Ein Stück Grenzzaun für fünf D‑Mark gekauft

Blick in die Dauerausstellung. Foto: Zonengrenz-Museum
Blick in die Dauerausstellung. Foto: Zonengrenz-Museum

Braun­schwei­gi­sche Museen, Folge 15: Das Zonen­grenz-Museum in Helmstedt dokumen­tiert die Entwick­lung der deutschen Teilung anhand von Origi­nal­ob­jekten, Fotogra­fien, Modellen und lebens­großen Insze­nie­rungen.

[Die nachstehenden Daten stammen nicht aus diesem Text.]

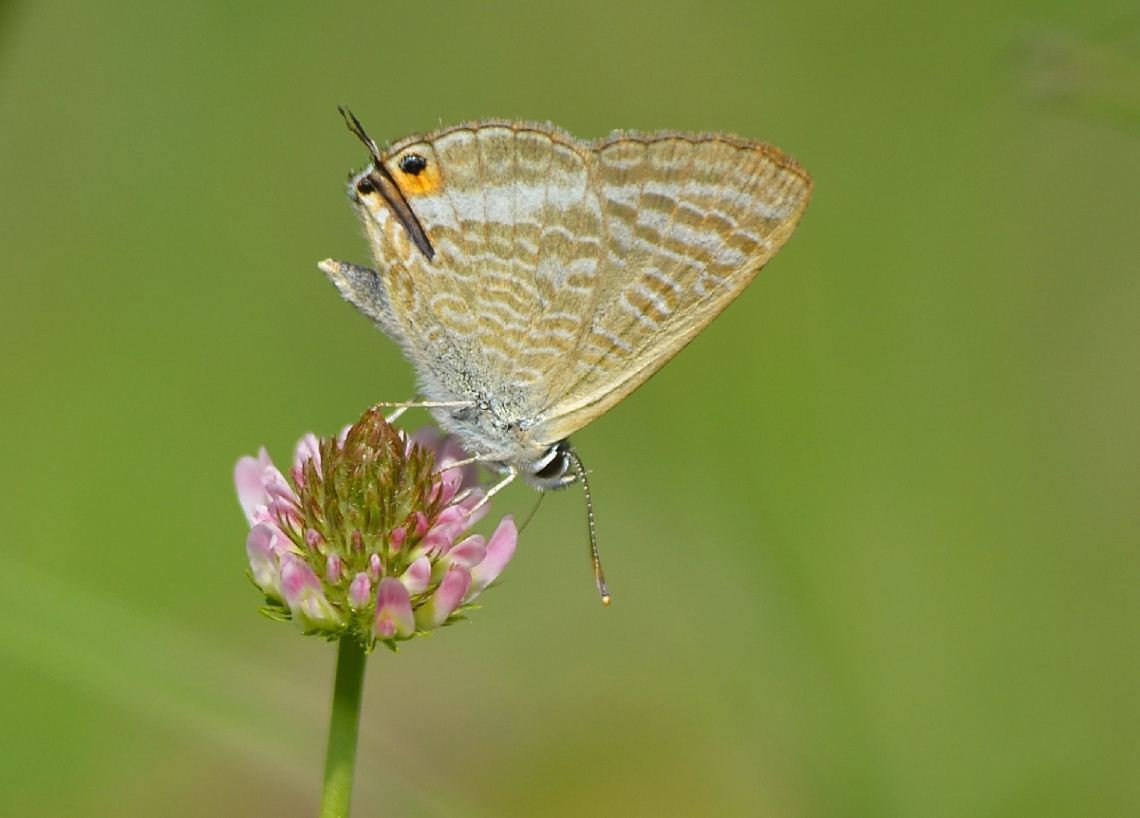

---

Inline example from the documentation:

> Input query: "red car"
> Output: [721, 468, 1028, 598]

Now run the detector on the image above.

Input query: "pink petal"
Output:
[416, 565, 471, 630]
[245, 523, 282, 599]
[293, 432, 320, 471]
[349, 573, 372, 611]
[466, 514, 519, 600]
[234, 449, 269, 525]
[400, 557, 431, 594]
[280, 554, 342, 631]
[325, 554, 344, 584]
[375, 576, 416, 639]
[447, 534, 487, 568]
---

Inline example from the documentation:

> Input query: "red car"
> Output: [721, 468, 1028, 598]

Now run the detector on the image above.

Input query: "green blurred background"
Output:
[0, 0, 1140, 817]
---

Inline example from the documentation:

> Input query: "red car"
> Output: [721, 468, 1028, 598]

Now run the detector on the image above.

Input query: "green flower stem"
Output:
[320, 635, 367, 818]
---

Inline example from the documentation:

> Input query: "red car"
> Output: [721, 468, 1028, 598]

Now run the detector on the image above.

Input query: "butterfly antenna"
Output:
[567, 449, 610, 605]
[336, 105, 380, 164]
[519, 491, 546, 534]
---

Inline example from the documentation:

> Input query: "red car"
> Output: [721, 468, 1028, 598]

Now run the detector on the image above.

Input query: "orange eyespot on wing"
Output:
[388, 148, 443, 196]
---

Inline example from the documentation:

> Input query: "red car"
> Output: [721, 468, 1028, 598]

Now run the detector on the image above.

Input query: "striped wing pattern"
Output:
[355, 122, 812, 444]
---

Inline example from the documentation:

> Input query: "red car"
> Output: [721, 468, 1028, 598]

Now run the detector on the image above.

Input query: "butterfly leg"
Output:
[448, 457, 519, 514]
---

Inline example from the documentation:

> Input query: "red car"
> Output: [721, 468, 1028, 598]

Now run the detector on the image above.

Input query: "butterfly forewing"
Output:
[385, 123, 602, 417]
[536, 134, 811, 440]
[361, 122, 811, 445]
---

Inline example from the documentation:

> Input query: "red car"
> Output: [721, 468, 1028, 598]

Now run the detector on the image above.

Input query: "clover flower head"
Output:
[234, 408, 519, 649]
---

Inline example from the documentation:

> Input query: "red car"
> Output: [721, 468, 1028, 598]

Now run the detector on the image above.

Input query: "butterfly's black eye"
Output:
[400, 154, 428, 177]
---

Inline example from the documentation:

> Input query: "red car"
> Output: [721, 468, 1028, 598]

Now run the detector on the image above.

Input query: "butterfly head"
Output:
[521, 440, 581, 491]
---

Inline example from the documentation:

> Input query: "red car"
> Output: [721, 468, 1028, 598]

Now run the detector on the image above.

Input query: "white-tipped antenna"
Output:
[567, 448, 610, 605]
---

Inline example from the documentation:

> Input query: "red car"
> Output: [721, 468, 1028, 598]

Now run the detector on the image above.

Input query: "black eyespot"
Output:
[535, 449, 570, 481]
[400, 154, 428, 177]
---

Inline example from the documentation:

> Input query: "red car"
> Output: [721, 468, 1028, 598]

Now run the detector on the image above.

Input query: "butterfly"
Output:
[320, 109, 812, 599]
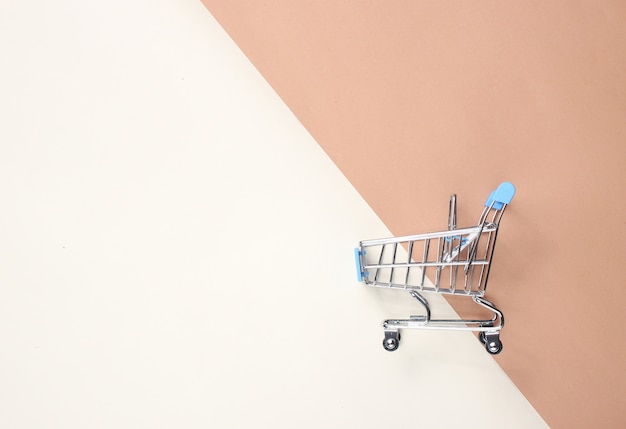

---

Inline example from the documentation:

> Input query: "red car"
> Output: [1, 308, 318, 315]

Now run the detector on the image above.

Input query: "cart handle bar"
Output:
[485, 182, 515, 210]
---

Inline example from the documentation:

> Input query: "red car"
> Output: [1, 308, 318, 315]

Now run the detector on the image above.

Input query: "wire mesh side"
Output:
[361, 224, 497, 296]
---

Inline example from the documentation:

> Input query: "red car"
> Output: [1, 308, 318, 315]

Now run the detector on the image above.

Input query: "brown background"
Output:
[203, 0, 626, 428]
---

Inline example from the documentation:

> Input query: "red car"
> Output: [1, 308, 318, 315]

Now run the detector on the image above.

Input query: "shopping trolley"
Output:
[354, 182, 515, 354]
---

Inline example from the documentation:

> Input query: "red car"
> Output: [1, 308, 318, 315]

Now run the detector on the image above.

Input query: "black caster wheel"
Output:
[383, 332, 400, 352]
[485, 338, 502, 355]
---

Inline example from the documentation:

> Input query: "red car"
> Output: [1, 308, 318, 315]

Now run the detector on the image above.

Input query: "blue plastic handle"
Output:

Die Stadt Helmstedt ist untrennbar verbunden mit der deutschen Teilung nach dem zweiten Weltkrieg bis zur fried­li­chen Revolu­tion und der Wieder­ver­ei­ni­gung am 3. Oktober 1990. Das dort behei­ma­tete Zonen­grenz-Museum zeigt in fünf Abtei­lungen die Geschichte der ehema­ligen Inner­deut­schen Grenze am Beispiel des Landkreises Helmstedt. Dokumen­tiert wird die Entwick­lung der Teilung anhand von Origi­nal­ob­jekten, Fotogra­fien, Modellen und lebens­großen Insze­nie­rungen. Das Museum sorgt anschau­lich dafür, dass ein bedeu­tendes und vor allem dunkles Kapitel der deutschen Historie nicht in Verges­sen­heit gerät.

Schieß­be­fehl und Todes­streifen

Mehr als 100 000 Bürger der ehema­ligen DDR versuchten zwischen 1961 und 1988 über die inner­deut­sche Grenze oder über die Berliner Mauer zu fliehen. Weit mehr als 600 von ihnen wurden zwischen 1961 und 1989 von Grenz­sol­daten der DDR erschossen oder starben bei Flucht­ver­su­chen, heißt es auf einer Inter­net­seite der Stadt Berlin. Die heutige deutsche Haupt­stadt war auf dem sogenannten „Transit“ über Helmstedt erreichbar.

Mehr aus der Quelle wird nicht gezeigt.